Archive for December, 2015


December 22, 2015

John Maxwell Leadership Bible:  (Proverbs 22:6)

God calls parents to lead their children.  He tells them that if they train up a child in the way he should go, when he is old he will not depart from it (Prov. 22.6).  And just how does a parent become a good leader for a child?  Partly by focusing on three key words:

  1. Modeling:  Abraham Lincoln said, “There is but one way to train up a child in the way he should go, and that is to travel it yourself.”  A good example is worth a thousand sermons.  What you do has more impact on your child than all the lectures you could ever give.
  2. Management:  Good management is the ability to discern the uniqueness of a child and teach him or her accordingly.  We are to train up a child in the way he should go.  This may mean we will have to adapt our style, depending on the child’s temperament and wiring.
  3. Memories:  Parents should create memories.  Why?  Because memories are more important than things.  Note that the verse says, “When he is old, he  will not depart…”  This implies that the child retains some memories of his early experiences and embraces them later in  life.


 It matters not whether you are young or old, there are many words of wisdom contained in the Book of Proverbs.  Modeling.  Management.  Memories.  Each of the words of the above lesson should be used as we live our lives and plan for our future.

In my profession I use each of these in dealing with clients in planning for their retirement developing models, managing those models, and  using memories to accomplish the goals for retiring and remaining retired.  It is exciting for my clients to look  forward to retirement and the years spent in retirement.  Each retirement plan is different and must meet the needs of the  retiree.

A retiree faces many things upon retirement.  Being able to remain comfortably retired and making provisions for any “bumps in the road” must be considered.  In  order to accomplish this there needs to be a great deal of flexibility, because circumstances change during the retirement years.  The retiree is not the only one involved in  these plans.  The spouse must be  considered as well as the final disposition of retirement funds after the life of  the retiree.  I could  go on and on about all of the circumstances during those years.  Because there are no “cookie cutter” plans that one fits all, it is necessary to design and manage a plan that will take  care of each individuals goals and desires.

Have a great day!



December 21, 2015

John Maxwell Leadership Bible:  (Proverbs 21:1)

Leaders can and should make their plans, but they must never forget that it is God who controls the future.  “The king’s heart is in the  hand of the Lord,” says  the Bible.  “Like the rivers of water; He turns it where wherever He wishes” (Prov. 21:1)  Successful leaders remember this and therefore know the difference between being in  charge and being in  control.

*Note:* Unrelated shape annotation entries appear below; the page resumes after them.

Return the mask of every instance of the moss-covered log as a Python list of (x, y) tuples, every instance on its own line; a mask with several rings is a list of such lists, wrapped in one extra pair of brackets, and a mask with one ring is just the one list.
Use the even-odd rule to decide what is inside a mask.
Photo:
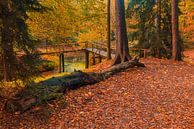
[(38, 84), (31, 85), (15, 96), (17, 99), (8, 100), (5, 109), (8, 112), (24, 112), (32, 106), (60, 98), (67, 90), (74, 90), (103, 81), (113, 74), (132, 67), (145, 67), (144, 64), (131, 61), (115, 65), (100, 73), (73, 72), (70, 75), (51, 78)]

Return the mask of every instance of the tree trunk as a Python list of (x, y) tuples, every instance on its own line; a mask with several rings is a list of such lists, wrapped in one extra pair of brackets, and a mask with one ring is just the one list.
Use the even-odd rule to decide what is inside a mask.
[(2, 58), (3, 58), (3, 76), (4, 80), (12, 81), (14, 70), (11, 69), (15, 66), (14, 61), (16, 57), (14, 56), (13, 42), (14, 42), (14, 31), (12, 29), (12, 11), (11, 2), (0, 3), (2, 15), (2, 28), (1, 28), (1, 48), (2, 48)]
[(158, 58), (161, 57), (160, 55), (160, 49), (161, 49), (161, 38), (160, 38), (160, 32), (161, 32), (161, 0), (157, 0), (157, 18), (156, 18), (156, 38), (157, 38), (157, 55)]
[(40, 82), (34, 86), (24, 89), (15, 99), (9, 99), (5, 104), (5, 110), (8, 112), (24, 112), (33, 105), (41, 104), (53, 99), (60, 98), (68, 90), (74, 90), (81, 86), (86, 86), (103, 81), (117, 72), (132, 67), (145, 67), (138, 61), (124, 62), (114, 65), (100, 73), (84, 73), (81, 71), (74, 72), (58, 78), (51, 78)]
[(172, 0), (172, 59), (181, 60), (181, 44), (178, 23), (178, 0)]
[(107, 59), (111, 59), (111, 38), (110, 38), (110, 0), (107, 1)]
[(124, 0), (115, 0), (116, 10), (116, 56), (113, 65), (129, 61), (129, 46), (127, 38)]

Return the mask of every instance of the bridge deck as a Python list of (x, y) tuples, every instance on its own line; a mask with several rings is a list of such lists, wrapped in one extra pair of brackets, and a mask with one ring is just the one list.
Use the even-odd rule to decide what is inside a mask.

We kid ourselves if we think we are in  control.  We may have charge of a group, but the best we can  do  is  remain under control.  God is the Ultimate Leader; and He is forever in  control.  It has been rightly said:  “We don’t know what the future h0lds, but we  do know the One who  holds the  future.”


The reality in retirement planning is the client and I both know one thing:  “We don’t know what the future holds.” 

This does not mean we shouldn’t make plans.  Just like lesson above, we can’t be in control of the future, but when can be under control in our planning.  We may be in  charge of our planning efforts, but  we  are  not in control of the results.

Does this mean we should not determine your real tolerance for risk?  Your tolerance changes as we approach retirement and it might not be a good idea to continue risking the principle in your retirement account.

Withdrawal strategies may change after retirement, but they should always  be considered as you accumulate your retirement savings.  Qualified retirement funds (before tax dollars) are 100% taxable as withdrawals are made.  Non-qualified funds (after tax dollars) and taxed only to the extent of earnings and  not the  principle.  Where you choose to take your withdrawals from should be done to minimum your tax burden.  Your withdrawal strategies and retirement funds should have the greatest flexibility possible to make certain that your retirement out lives you.

There are other things to  consider as you develop a retirement plan.  What are you going to do all day?  Have you established an estate plan?

Have a great day!




December 18, 2015

John Maxwell Leadership Bible:  (Proverbs 18:21)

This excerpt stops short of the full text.